Living in Boston puts me in the middle of a vibrant stew of music. The greater Boston area has more music venues, more musicians, more music schools than any place else in the world. (I made that up, but it could be true. It certainly feels like it.)
What this shows me about music being made by working musicians is that it defies categories. A great example of this was a concert at Ryles Jazz Club the other evening by the Ludovica String Quartet. The leader, Ludovica Burtone, is an accomplished Italian classical violinist who came here to Berklee to study jazz composition. (Just that combination is an example of this stew I’m talking about.)
The competition for slots in venues like Ryles guarantees high caliber performance, but nothing guarantees magic. For that you have to be lucky. I was lucky that evening.

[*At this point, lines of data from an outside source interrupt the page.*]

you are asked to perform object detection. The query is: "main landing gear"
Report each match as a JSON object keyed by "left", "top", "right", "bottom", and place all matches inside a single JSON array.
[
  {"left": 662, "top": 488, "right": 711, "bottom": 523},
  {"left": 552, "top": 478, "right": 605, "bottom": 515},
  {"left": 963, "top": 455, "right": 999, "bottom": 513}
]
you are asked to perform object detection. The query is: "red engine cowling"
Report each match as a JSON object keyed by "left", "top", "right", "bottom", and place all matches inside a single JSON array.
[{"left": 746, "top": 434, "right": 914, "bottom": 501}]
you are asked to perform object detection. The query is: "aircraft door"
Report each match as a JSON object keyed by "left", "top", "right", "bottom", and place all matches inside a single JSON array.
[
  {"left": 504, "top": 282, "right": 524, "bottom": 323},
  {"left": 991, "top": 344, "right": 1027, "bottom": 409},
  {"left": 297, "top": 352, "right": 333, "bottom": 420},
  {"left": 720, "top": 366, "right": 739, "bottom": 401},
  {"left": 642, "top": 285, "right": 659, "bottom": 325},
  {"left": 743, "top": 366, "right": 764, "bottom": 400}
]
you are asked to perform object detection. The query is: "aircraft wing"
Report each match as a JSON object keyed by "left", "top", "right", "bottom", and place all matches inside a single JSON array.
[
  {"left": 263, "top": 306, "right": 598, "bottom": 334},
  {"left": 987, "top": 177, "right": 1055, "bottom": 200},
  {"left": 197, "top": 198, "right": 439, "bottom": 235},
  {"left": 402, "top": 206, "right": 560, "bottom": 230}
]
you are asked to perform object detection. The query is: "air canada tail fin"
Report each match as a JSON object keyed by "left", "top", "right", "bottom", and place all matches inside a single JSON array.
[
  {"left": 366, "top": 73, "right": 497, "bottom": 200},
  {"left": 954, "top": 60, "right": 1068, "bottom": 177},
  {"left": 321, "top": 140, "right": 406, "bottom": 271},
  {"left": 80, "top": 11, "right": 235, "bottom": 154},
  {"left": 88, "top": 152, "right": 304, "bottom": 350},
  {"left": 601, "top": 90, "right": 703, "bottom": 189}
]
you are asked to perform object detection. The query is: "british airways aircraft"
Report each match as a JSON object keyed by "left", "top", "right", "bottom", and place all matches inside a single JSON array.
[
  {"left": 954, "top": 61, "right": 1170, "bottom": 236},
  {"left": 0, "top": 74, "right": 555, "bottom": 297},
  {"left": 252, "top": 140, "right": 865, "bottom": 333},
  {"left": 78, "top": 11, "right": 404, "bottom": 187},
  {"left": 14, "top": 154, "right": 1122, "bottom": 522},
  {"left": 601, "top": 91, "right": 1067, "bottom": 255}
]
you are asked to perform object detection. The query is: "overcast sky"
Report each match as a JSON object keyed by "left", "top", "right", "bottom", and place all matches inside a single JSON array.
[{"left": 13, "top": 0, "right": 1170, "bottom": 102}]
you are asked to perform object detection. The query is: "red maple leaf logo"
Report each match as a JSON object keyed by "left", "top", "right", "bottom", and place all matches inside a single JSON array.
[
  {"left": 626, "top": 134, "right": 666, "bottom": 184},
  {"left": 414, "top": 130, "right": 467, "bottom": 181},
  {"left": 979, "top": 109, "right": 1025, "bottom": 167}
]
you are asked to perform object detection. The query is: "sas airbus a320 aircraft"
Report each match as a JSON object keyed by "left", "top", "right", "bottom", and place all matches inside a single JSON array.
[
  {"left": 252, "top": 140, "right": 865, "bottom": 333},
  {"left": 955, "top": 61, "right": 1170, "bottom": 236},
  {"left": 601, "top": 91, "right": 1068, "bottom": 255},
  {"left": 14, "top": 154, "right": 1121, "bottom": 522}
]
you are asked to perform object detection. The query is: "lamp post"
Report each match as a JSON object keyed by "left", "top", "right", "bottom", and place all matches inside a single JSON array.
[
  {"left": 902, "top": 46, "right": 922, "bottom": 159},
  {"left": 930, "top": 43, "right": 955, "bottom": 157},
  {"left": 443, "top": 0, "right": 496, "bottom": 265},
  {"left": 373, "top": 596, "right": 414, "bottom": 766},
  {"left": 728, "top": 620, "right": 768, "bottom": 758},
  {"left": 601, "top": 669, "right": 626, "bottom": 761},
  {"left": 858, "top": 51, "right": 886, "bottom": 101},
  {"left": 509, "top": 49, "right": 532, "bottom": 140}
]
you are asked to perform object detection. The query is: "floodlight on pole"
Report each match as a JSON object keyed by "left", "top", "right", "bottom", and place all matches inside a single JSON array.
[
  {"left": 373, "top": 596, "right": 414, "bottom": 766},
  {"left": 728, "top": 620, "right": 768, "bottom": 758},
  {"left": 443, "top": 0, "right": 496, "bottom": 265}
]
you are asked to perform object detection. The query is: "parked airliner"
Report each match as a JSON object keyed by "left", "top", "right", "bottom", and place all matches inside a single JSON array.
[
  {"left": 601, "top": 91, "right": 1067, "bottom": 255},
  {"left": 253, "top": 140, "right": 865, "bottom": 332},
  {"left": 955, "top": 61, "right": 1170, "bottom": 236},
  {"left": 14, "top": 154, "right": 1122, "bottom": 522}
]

Or maybe skillful. I was there for a reason. I’d heard the LSQ before and knew what to expect. Burtone’s aggressive mix of tango, jazz, Italian folk song, and her own compositions gave me what I’d come for. Each piece satisfied in a different way, then everything came together in Blazing Sun, a piece Burtone wrote while a student at Berklee, that pours all her influences into deep jazz in 7/4 time. And 3/4. And 4/4. LSQ’s music doesn’t stay still.
Look for them. Then listen. You’ll thank me.